Because Marie-Laure is blind, her father, Daniel LeBlanc, builds elaborate models of the cities where she lives—first Paris, then Saint-Malo—to give her a way of training herself to navigate through the city without consulting street signs or using her eyesight at all. In one sense, these models are symbolic of the powerful, intimate love between Marie-Laure and Daniel, but in a broader sense, the city models symbolize humans’ attempts to reduce the big, complicated world to a set of predictable laws.
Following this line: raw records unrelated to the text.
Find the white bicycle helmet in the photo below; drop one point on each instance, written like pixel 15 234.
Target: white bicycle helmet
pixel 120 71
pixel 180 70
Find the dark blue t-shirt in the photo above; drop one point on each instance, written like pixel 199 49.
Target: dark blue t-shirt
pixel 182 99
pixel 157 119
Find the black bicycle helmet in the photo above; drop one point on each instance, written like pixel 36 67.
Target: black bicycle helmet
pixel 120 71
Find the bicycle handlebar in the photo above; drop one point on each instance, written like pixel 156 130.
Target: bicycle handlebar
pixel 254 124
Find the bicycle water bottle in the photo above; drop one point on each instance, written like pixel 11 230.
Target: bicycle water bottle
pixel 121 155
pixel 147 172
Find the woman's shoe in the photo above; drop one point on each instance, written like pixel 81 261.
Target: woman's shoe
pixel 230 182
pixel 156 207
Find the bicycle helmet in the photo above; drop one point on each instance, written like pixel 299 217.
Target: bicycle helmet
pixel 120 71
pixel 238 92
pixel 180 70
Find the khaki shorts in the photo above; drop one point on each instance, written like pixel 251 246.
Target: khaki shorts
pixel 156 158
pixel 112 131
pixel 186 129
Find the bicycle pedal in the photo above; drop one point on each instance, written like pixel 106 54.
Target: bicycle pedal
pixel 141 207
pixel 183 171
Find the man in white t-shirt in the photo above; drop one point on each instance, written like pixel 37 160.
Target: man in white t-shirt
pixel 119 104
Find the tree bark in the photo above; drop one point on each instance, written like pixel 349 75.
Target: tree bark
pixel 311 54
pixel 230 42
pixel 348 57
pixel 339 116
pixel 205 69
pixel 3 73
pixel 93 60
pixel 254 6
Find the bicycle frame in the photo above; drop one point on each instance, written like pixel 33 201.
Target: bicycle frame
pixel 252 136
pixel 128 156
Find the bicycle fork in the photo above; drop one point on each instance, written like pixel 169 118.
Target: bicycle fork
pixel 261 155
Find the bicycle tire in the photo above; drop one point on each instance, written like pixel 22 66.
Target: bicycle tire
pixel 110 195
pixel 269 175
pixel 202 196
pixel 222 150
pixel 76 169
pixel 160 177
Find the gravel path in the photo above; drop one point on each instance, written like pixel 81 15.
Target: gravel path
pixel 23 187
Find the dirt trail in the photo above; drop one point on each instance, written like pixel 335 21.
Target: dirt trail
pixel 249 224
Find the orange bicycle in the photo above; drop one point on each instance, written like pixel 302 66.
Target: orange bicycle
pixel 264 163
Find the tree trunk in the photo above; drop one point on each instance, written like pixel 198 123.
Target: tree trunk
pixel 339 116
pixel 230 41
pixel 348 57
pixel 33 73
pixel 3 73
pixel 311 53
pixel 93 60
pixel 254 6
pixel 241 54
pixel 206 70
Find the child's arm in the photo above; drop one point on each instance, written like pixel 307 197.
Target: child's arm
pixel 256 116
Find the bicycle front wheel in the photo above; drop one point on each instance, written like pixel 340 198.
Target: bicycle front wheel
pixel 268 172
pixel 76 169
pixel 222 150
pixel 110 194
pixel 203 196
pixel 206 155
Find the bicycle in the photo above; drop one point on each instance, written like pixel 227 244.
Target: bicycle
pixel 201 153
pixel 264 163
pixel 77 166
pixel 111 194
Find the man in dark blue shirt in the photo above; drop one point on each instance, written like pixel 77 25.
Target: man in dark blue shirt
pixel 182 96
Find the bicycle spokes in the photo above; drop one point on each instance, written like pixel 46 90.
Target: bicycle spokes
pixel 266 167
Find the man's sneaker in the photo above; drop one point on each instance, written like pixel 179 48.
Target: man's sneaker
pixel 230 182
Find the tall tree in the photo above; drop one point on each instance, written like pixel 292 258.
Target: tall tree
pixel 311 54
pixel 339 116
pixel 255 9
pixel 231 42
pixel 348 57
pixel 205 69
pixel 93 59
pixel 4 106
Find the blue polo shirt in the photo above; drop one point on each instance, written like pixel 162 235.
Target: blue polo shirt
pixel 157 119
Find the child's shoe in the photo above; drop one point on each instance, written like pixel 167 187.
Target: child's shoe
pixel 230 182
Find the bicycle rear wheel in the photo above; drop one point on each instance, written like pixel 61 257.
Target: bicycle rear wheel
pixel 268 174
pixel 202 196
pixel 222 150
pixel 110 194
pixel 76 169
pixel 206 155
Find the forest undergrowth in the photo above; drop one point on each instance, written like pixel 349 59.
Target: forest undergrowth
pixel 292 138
We can see this theme again and again in the novel—Werner thinks that he has things “figured out” because he studies physics; Marie-Laure thinks that her faith in her father’s love will eventually be rewarded by his return; von Rumpel thinks that he can cure his cancer by finding the Sea of Flames, etc. But in the end, Doerr makes it painfully clear that no amount of intelligence and studiousness can help people survive the world’s unpredictability. By the end of the novel, Marie-Laure’s beautiful, “reasonable” model of Saint-Malo is still intact, but now useless, as the city itself is in ruins, bombed by Allied airplanes.
The Models of Paris and Saint-Malo Quotes in All the Light We Cannot See
Marie-Laure twists the chimney of the miniature house ninety degrees. Then she slides off three wooden panels that make up its roof, and turns it over. A stone drops into her palm. It’s cold. The size of a pigeon’s egg. The shape of a teardrop. Marie-Laure clutches the tiny house in one hand and the stone in the other. The room feels flimsy, tenuous. Giant fingertips seem about to punch through its walls. “Papa?” she whispers.